If it was within my expectation that Qingzhi would agree, then the boy who showed such a smile and such a gesture really made me feel a little strange.

Is it supposed to be like this?

I don't know, but my father is very satisfied with his performance, and because of this, he showed a look of admiration.

This kind of situation made me fall into deep thought. We obviously meet each other every day, but we only went to the gymnasium to practice for a few months, but it became strange to me unconsciously...

Seeing that I was absent-minded, Qingzhi asked me why on the way back after dinner.

"Don't you want to go out?"

——Still don’t want to go out with me?

Although he didn't say it explicitly, I think he meant it.

In front of me, he told me not to treat him as a child, but in fact, the performance in front of my eyes is not exactly what a child of this age should be like?

So I shook my head and said, "It's not that I don't want to, but if my father doesn't want me to go out, then it doesn't matter if I don't go out."

Hearing this, he stopped in his tracks, turned his face to look at me: "Why?"

I didn't know what the "why" meant, so I also stopped, standing on the corridor and asking him with puzzled eyes.

I don't know what he thought of, and said in a low voice: "Why do you always follow other people's ideas? What do you think, doesn't it matter at all?"

At this time, Qingzhi showed that he cared more about this matter than I did, which made me stunned for a moment.

I didn't feel pain or sadness, and it was precisely because I didn't have any particular preference, so I really felt that whatever was fine—but it was also for this reason that Kiyoshi seemed to have misunderstood my thoughts.

Wronging myself for others, or just letting others play without any opinion, no matter what he thinks, it is not the right answer for me.

After thinking about it, I decided to tell him my true thoughts: "It's because I don't care about anything in particular, so I feel that I can do whatever I want."

Hearing this, Qingzhi's expression darkened instantly, as if he was displeased to hear me say such a thing.

I don't quite understand the reason, but maybe... it has something to do with some of his thoughts.

At certain times, Qingzhi really behaved like a child of his age, but at other times, the way he looked at me made me feel that this was not the way a child of this age should appear at all.
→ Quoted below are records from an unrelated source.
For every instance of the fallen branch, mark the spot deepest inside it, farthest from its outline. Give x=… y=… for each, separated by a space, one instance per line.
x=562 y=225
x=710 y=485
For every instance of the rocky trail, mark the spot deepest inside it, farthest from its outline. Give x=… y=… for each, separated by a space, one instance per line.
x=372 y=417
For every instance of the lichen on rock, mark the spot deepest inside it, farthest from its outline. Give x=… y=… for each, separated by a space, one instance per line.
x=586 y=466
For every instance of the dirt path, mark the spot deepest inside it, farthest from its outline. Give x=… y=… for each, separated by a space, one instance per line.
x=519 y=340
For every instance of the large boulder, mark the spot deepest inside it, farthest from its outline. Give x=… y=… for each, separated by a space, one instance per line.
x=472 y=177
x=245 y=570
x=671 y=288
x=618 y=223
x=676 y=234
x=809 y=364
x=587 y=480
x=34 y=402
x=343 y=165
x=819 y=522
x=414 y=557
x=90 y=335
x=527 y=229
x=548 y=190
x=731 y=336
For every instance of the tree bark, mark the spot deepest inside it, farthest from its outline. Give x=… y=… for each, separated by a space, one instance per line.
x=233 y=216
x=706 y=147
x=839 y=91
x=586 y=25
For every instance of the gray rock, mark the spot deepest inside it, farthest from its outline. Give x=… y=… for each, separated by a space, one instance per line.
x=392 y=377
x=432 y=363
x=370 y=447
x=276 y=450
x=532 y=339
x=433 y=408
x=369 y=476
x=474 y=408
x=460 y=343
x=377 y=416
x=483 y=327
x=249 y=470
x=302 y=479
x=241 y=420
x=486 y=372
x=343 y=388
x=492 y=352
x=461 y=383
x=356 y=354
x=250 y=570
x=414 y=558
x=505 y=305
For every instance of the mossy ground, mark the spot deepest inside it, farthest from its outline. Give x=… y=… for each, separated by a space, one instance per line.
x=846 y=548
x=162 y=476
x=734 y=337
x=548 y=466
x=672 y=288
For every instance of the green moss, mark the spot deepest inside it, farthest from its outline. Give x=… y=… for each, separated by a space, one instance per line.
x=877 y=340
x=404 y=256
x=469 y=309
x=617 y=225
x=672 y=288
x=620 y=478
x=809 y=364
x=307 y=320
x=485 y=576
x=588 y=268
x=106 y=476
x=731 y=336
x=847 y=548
It was so deep and far away, as if what he was looking at was not me, but the existence in other memories.

I thought there was nothing wrong with my answer, but Qingzhi didn't seem to think so.

He was silent for a while, and then he slowly squeezed out his voice, as if he was pressing every single word from his throat, heavy but light: "Don't you have something you care about? Something you don't want to let go of anyway, yes Does it really not exist at all for you?"

He seemed a bit stubborn when he said this, his plum red eyes were fixed on me, as if he would not give up until I got an answer.

The so-called things I care about actually exist, but if I say that I am unwilling to let go of them no matter what... Such existence seems to be something that I can't imagine now.

Even if I didn't say a word, Qingzhi could see what I was thinking. He pursed his lips and stared at me with frowns.

"Really not?"

he asked again.

He was a rather stubborn kid, and it was always clear to me that he took everything too seriously.

Logically speaking, I can actually tell him that it exists, but if he continues to delve into it, I'm afraid I will be overwhelmed, so I just tell the truth.

Qingzhi's bloodless face seemed to have become even paler. The eyes looking at me were mixed with complex emotions that I couldn't understand. There seemed to be a flash of sharp vertical pupils in the eyes. color.

I had no choice but to reassure: "Although there is not yet, maybe there will be in the future."

I reached out and touched his cheek, I smoothed his wrinkled brows, stayed on the skin that was too white for a moment, held his face and said to him: "If there is such a day, wait until I If you really have something you are particularly concerned about, an existence you want to keep no matter what, then I will definitely tell Qingzhi as soon as possible, is that okay?"

What needs to be noticed is that when I said this, I never thought that that day would actually come to me not long after.